Helleofabore · 07/04/2025 21:41

MisterMeeseeks · 07/04/2025 21:33

They are just idiots who don’t understand how the female body or bodies in general work.
The womb needs to be removed after the pregnancy.
If they were to be able to get pregnant with a transplanted womb, they couldn’t just have an abortion, the whole womb would have to come back out.
There will likely never be the technology to achieve a successful pregnancy in a transplanted womb in a male. It is too complicated and would involve massive amounts of artificial hormones. It is seriously unlikely to ever be physically possible even besides all the ethical issues.

I am in full agreeance with you there.

Wildflowers99 · 07/04/2025 21:46

HeyThereDelila · 07/04/2025 21:20

YANBU. I’m very worried about it and don’t see it as progress at all.

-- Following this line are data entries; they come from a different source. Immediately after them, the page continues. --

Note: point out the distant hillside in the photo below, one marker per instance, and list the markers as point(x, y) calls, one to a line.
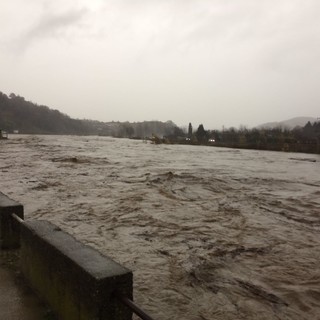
point(17, 114)
point(289, 124)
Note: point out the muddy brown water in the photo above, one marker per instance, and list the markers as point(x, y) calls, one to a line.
point(209, 233)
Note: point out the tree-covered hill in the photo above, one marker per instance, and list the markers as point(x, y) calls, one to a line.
point(27, 117)
point(17, 114)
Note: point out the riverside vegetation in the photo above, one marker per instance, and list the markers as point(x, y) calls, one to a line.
point(17, 114)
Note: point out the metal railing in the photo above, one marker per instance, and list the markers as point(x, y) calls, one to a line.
point(132, 306)
point(123, 299)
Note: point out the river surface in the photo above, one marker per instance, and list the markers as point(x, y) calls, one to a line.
point(210, 233)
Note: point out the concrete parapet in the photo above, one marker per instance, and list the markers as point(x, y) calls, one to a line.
point(76, 281)
point(9, 230)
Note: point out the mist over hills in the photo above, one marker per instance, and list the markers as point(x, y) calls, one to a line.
point(289, 124)
point(26, 117)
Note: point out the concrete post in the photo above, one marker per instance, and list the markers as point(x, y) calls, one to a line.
point(75, 280)
point(9, 229)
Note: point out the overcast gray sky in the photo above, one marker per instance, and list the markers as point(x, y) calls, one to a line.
point(216, 62)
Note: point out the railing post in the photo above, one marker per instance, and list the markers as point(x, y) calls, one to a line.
point(9, 229)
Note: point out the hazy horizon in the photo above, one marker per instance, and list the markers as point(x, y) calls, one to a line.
point(212, 62)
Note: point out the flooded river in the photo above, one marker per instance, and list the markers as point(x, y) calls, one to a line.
point(209, 233)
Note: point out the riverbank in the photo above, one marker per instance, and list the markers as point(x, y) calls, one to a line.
point(17, 301)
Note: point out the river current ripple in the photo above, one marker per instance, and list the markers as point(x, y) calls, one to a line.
point(210, 233)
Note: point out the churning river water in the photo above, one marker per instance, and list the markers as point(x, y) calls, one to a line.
point(210, 233)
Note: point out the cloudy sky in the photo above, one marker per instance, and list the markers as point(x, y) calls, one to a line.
point(216, 62)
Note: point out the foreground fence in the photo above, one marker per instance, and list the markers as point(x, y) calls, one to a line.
point(76, 281)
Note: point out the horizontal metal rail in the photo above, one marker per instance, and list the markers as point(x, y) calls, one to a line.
point(132, 306)
point(125, 300)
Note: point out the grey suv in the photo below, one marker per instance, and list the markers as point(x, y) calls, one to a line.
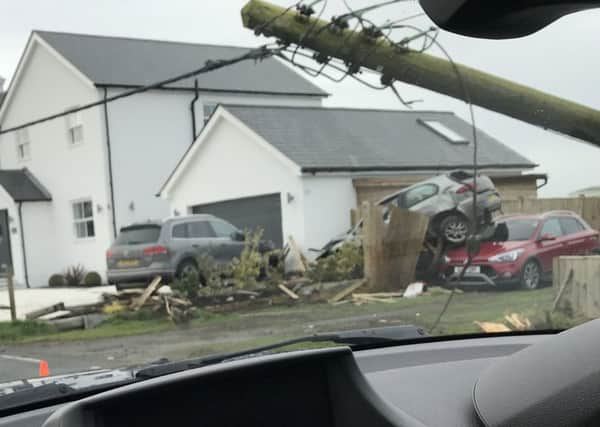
point(170, 248)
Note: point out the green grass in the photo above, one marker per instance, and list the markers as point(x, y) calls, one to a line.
point(285, 321)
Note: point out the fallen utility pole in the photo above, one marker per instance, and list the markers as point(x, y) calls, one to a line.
point(423, 70)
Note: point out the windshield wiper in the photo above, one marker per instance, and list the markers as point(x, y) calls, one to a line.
point(357, 339)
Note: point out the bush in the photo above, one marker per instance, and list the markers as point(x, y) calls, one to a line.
point(74, 275)
point(92, 279)
point(57, 281)
point(344, 264)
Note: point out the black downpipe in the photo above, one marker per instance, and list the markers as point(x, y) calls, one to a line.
point(19, 210)
point(193, 110)
point(110, 174)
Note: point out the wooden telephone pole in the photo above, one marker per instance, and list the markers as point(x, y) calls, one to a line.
point(429, 72)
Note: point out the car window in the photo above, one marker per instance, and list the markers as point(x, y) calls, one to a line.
point(552, 227)
point(223, 229)
point(180, 231)
point(200, 230)
point(571, 225)
point(419, 194)
point(136, 235)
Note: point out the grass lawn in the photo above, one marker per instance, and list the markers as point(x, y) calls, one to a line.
point(464, 309)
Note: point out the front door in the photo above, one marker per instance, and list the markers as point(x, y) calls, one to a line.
point(5, 253)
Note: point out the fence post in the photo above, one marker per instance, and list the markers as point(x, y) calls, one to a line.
point(11, 294)
point(391, 248)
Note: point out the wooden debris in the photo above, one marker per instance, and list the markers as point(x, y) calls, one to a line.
point(154, 284)
point(492, 327)
point(345, 292)
point(561, 290)
point(518, 322)
point(288, 292)
point(46, 310)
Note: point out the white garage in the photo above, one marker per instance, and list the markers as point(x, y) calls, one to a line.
point(291, 170)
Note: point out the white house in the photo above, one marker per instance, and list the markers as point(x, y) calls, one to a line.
point(98, 170)
point(295, 170)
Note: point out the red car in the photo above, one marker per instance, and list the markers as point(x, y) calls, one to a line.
point(521, 250)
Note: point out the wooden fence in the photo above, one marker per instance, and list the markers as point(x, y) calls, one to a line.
point(391, 248)
point(586, 207)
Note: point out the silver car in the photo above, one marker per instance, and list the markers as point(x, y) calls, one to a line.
point(169, 248)
point(447, 199)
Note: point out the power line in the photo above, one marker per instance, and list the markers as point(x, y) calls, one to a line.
point(257, 54)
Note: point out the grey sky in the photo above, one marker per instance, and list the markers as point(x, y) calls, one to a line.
point(561, 59)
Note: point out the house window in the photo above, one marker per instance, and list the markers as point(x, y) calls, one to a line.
point(445, 132)
point(83, 219)
point(23, 144)
point(75, 128)
point(208, 109)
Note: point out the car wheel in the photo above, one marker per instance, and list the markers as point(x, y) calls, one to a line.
point(187, 268)
point(531, 275)
point(455, 229)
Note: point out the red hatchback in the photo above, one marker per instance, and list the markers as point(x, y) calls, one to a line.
point(521, 250)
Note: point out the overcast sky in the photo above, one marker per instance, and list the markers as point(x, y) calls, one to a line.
point(562, 59)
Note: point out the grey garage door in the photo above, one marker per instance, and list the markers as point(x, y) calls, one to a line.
point(250, 213)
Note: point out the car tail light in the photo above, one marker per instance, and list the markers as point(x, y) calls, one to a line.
point(464, 189)
point(156, 250)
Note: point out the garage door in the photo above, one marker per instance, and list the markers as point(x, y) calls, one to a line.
point(250, 213)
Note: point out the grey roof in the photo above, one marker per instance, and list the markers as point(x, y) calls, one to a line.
point(22, 186)
point(134, 62)
point(338, 139)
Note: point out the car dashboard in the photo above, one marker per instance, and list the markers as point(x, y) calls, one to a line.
point(427, 384)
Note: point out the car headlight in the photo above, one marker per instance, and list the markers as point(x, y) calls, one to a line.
point(510, 256)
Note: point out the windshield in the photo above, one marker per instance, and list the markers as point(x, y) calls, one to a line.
point(138, 235)
point(258, 155)
point(515, 230)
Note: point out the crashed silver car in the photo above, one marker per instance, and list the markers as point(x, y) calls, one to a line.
point(447, 199)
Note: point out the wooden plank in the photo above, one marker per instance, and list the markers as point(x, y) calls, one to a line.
point(11, 295)
point(391, 249)
point(46, 310)
point(287, 291)
point(492, 327)
point(347, 291)
point(154, 284)
point(294, 247)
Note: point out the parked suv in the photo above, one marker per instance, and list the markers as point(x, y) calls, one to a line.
point(521, 250)
point(170, 248)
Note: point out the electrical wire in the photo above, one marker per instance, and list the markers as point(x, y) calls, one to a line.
point(257, 54)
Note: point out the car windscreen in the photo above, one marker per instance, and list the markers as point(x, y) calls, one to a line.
point(138, 235)
point(514, 230)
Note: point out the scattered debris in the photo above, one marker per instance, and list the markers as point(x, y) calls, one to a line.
point(346, 292)
point(414, 289)
point(492, 327)
point(518, 322)
point(154, 284)
point(289, 293)
point(46, 310)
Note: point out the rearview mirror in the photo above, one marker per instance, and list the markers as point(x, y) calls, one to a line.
point(500, 19)
point(238, 236)
point(546, 238)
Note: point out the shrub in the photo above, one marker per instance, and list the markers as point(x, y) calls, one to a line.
point(74, 275)
point(57, 281)
point(92, 279)
point(344, 264)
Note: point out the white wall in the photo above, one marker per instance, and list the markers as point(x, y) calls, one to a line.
point(149, 134)
point(327, 204)
point(230, 164)
point(68, 172)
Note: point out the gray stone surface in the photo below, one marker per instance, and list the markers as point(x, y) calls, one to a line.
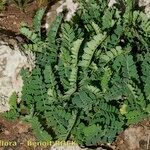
point(11, 62)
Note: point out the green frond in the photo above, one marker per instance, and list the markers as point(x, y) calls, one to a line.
point(90, 49)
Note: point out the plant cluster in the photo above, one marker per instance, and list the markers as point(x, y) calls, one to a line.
point(2, 4)
point(92, 75)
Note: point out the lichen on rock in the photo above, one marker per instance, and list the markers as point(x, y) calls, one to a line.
point(11, 62)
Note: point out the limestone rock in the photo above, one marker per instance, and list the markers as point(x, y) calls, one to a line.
point(11, 62)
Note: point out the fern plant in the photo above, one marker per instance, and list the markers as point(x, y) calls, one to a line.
point(91, 79)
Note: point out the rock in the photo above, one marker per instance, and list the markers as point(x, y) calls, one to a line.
point(11, 62)
point(58, 7)
point(136, 137)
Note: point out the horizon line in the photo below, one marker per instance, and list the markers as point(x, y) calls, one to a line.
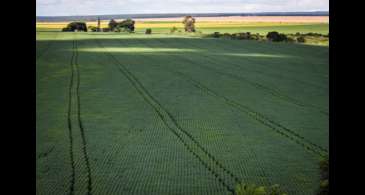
point(186, 13)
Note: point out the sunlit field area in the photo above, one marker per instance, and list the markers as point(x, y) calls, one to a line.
point(121, 113)
point(261, 25)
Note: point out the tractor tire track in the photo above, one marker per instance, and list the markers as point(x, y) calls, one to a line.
point(282, 130)
point(171, 123)
point(47, 47)
point(69, 122)
point(313, 147)
point(81, 127)
point(272, 91)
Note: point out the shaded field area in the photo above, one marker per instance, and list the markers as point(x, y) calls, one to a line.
point(158, 114)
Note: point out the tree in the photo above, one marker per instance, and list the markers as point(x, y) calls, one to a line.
point(148, 31)
point(98, 28)
point(112, 24)
point(76, 26)
point(276, 37)
point(125, 25)
point(189, 23)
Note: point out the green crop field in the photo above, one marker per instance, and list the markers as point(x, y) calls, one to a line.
point(174, 114)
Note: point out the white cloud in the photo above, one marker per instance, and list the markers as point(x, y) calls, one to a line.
point(91, 7)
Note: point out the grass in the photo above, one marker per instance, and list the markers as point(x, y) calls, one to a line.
point(207, 27)
point(173, 114)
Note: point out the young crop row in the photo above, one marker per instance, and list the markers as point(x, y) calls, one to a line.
point(210, 162)
point(272, 91)
point(46, 48)
point(277, 127)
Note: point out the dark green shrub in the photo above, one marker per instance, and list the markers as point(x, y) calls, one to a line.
point(173, 29)
point(76, 26)
point(123, 26)
point(301, 39)
point(251, 189)
point(276, 37)
point(112, 24)
point(93, 29)
point(189, 24)
point(127, 25)
point(324, 184)
point(148, 31)
point(226, 35)
point(216, 35)
point(66, 29)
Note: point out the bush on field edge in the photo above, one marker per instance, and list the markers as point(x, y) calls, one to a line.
point(324, 182)
point(252, 189)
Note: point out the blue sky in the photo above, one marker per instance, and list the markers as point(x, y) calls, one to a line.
point(95, 7)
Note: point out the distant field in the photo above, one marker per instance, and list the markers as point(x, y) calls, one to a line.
point(171, 114)
point(207, 25)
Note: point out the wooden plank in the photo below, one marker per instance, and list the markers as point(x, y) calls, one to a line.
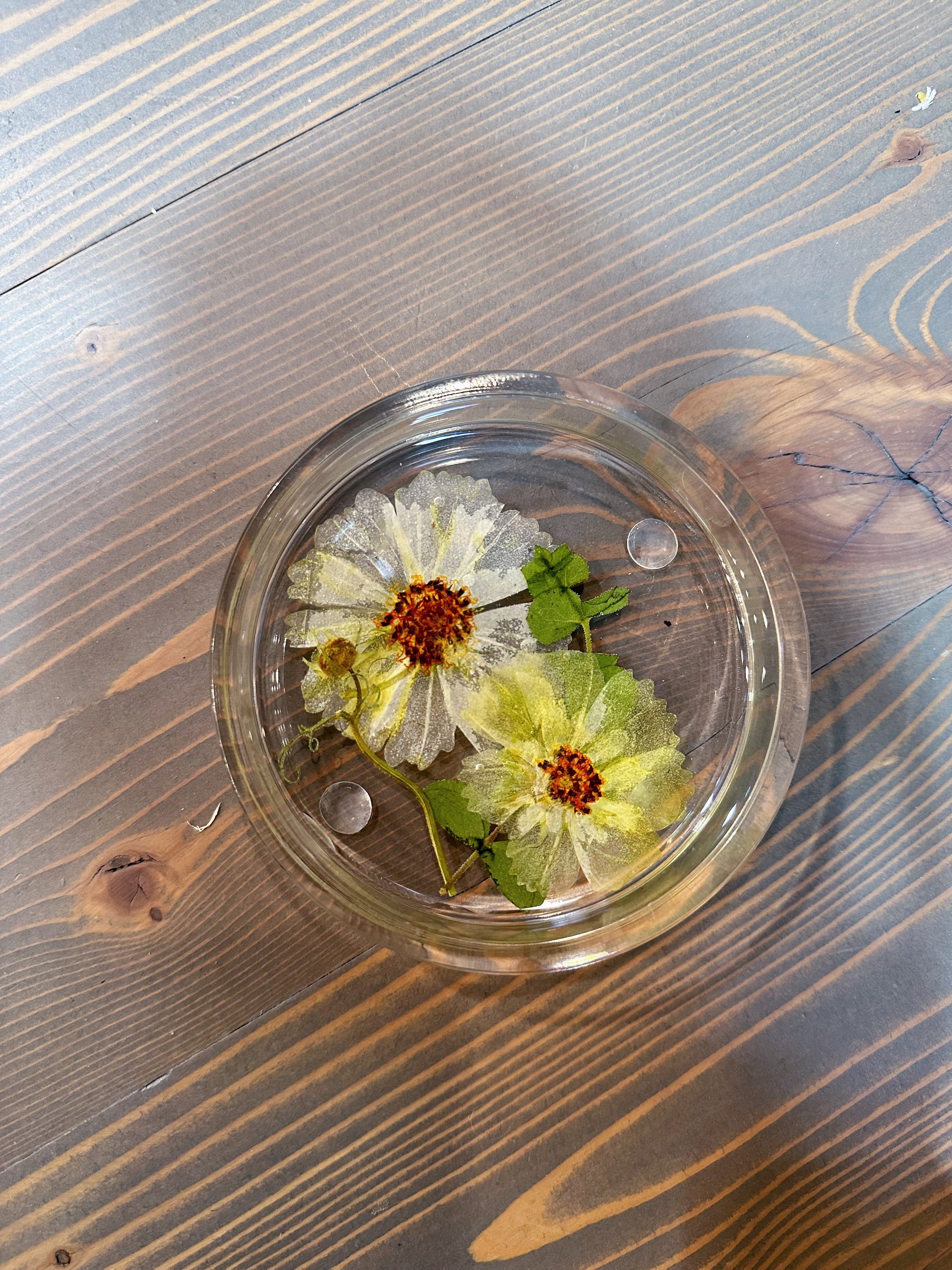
point(654, 196)
point(116, 109)
point(766, 1086)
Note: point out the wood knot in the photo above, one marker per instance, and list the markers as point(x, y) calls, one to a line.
point(136, 884)
point(907, 147)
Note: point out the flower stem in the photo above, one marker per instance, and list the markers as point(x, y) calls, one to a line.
point(464, 868)
point(412, 787)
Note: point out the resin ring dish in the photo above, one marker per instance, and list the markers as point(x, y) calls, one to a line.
point(719, 629)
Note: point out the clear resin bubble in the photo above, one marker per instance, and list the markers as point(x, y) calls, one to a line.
point(346, 807)
point(653, 544)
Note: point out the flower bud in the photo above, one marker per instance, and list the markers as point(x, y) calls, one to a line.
point(337, 657)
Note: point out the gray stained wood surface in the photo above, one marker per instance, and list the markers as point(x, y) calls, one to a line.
point(728, 210)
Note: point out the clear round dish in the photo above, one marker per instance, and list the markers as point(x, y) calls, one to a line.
point(720, 630)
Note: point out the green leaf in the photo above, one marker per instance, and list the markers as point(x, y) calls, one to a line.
point(608, 602)
point(554, 570)
point(607, 665)
point(554, 615)
point(499, 867)
point(454, 814)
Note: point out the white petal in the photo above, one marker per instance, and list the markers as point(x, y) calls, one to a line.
point(390, 692)
point(310, 629)
point(501, 634)
point(324, 580)
point(426, 728)
point(457, 526)
point(608, 859)
point(511, 543)
point(486, 586)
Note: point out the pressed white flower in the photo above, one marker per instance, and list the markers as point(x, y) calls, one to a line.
point(408, 585)
point(578, 772)
point(924, 100)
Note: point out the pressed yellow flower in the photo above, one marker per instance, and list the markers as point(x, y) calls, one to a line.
point(578, 771)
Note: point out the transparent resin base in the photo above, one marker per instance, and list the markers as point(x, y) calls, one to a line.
point(715, 620)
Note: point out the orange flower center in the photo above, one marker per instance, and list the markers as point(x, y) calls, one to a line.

Young women are already preyed on via ads placed by fertility clinics to “donate” their eggs (at huge risk to their health. And now this? In every family who has a woman without a womb there’ll be the expectation that the sister endures this so her womb less sibling can play happy families.

I’m sick of egotistical doctors pushing these boundaries without ever stopping to think what these dystopian steps will mean for all women within a few decades.

Our reproductive parts aren’t tradeable commodities. This situation is getting out of hand.

Surrogacy Concern have expressed reservations about it tonight and Sonia Sodha and others in the past have too.

This essentially summarises my concern, which is primarily for the donor. And those concerns will be the same regardless of who she is donating to.

OP posts:
Wildflowers99 · 07/04/2025 21:48

nocoolnamesleft · 07/04/2025 21:26

I also note that the baby sounds like she was low birth weight. I suspect this is pretty high risk for the infant.

I wondered that too - she seemed very small for a term baby.

OP posts:
SalfordQuays · 07/04/2025 21:48

I would happily donate my womb to someone who didn’t have one. I don’t need it any more. I’d actually like it gone, because it’s just another organ that can develop cancer!
I would also donate a kidney or a part of my liver to a family member if they needed it.